Earlier this month, he was asked about Alberta Premier Danielle Smith’s controversial plan to prevent young people from accessing gender-related therapies like hormones and puberty blockers.

Children should be able to make such choices about their bodies “when they’re adults,” Poilievre said.

When asked directly whether he opposes puberty blockers for gender-diverse youth under the age of 18, he said, “Yes.”

“Trans women are women and they have every right to feel comfortable and included and safe in the spaces that they enter,” Bonneau said. “It is completely absurd to say that trans women, even if they have gone through all of the steps to make themselves feel comfortable and who they are in their body, don’t have the right to use spaces that are set aside for women.

“That’s ridiculous, and we think that’s an absolutely absurd and cruel and backward take to have, she added.

Bonneau said that she feels the community has made much progress over the years; however, she feels some things still need to be done.

Examples include the provinces of Saskatchewan and News Brunswick introducing rules that prevent children under 16 from changing their names or pronouns at school without parental consent, and the United Conservative Party government in Alberta saying that it plans to introduce plans in the fall that require parental consent when students 15 and under want to change their name or pronouns at school. Students who are 16 and 17 would not need consent, but their parents would have to be notified.

The province also plans to restrict gender affirmation treatments, instruction on gender and sexuality in school, and the participation of transgender women in sports.

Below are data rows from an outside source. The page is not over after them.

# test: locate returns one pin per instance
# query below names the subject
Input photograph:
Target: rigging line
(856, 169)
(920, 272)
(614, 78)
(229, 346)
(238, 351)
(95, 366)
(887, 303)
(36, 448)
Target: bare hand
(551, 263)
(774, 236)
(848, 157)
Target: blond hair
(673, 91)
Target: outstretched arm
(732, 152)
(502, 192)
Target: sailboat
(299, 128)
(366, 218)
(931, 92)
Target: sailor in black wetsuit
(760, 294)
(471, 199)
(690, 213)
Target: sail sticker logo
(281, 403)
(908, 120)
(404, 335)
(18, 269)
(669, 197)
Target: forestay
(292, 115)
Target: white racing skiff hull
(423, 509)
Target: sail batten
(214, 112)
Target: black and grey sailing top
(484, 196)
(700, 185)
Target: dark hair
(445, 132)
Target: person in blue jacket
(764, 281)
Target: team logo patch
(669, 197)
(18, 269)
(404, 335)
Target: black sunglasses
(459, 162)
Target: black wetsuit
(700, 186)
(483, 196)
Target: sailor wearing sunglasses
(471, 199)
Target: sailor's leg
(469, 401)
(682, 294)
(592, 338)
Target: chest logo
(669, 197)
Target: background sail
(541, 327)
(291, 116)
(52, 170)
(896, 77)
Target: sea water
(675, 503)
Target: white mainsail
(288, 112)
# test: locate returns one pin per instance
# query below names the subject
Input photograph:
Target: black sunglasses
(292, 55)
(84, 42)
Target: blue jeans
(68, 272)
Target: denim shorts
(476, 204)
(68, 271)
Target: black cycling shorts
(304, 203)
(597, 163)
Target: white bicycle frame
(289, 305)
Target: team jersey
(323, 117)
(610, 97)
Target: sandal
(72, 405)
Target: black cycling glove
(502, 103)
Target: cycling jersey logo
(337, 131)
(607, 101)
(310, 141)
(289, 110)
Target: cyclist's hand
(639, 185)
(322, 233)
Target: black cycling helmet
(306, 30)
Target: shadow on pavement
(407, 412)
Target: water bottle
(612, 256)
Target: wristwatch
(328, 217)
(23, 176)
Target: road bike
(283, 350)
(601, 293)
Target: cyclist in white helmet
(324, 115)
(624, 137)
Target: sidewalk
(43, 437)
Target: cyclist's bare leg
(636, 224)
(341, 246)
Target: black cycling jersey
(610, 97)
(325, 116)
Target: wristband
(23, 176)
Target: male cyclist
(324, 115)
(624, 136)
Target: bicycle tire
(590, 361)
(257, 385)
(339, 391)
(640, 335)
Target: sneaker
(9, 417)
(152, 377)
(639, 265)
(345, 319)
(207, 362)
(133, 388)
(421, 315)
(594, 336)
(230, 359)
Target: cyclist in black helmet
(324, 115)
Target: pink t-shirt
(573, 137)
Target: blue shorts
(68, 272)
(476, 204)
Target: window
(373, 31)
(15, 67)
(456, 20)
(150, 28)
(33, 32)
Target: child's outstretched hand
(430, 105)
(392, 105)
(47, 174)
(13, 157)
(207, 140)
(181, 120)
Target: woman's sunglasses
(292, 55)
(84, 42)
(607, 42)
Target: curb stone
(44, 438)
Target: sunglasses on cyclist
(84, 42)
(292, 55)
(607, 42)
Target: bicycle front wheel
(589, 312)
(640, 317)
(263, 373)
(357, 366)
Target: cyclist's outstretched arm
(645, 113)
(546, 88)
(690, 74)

For Bonneau, it feels as if the 2SLGBTQ+ community is in the crosshairs.

“It’s heartbreaking to see it go backwards. We really felt like we were in a good place, and then in the last few years, essential since the pandemic, some big political things have happened worldwide, and it seems like a small minority is getting louder.”

For Queen City Pride and Bonneau, what is happening around the country is a double-edged sword as they see both their supporters and those favouring anti-2SLGTBQIA+ policies grow.

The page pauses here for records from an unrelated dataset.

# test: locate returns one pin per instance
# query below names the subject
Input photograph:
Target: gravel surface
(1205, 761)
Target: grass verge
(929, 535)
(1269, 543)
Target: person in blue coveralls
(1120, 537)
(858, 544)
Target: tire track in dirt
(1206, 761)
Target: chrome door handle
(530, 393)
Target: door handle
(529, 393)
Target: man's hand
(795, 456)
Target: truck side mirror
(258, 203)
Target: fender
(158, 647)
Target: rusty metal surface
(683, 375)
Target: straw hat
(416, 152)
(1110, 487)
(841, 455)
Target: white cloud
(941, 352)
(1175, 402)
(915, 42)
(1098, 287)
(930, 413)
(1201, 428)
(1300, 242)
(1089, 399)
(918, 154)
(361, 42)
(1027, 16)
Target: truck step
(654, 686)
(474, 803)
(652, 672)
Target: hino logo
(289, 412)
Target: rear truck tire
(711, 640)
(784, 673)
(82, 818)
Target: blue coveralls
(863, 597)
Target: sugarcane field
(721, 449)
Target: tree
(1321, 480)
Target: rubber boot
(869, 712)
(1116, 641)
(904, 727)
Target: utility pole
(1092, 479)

“It’s amazing to see the support that comes out and the people fighting for us and the voices that are standing up for our rights and queer kids and everything, but at the same time, there’s still those policies. There’s still those things that are happening.”

Bonneau said they want to get to where organizations like Queen City Pride and the community don’t have to fight for inclusivity.

“It’s one of those things where we don’t want that support, but we’re sad that we still need it because we’re still marginalized and that we still have to fight for our place,” she said. “While we love everyone that comes out and supports us, and it feels so good, we just want to be able to essentially say our work is done and not have to fight for ourselves anymore.”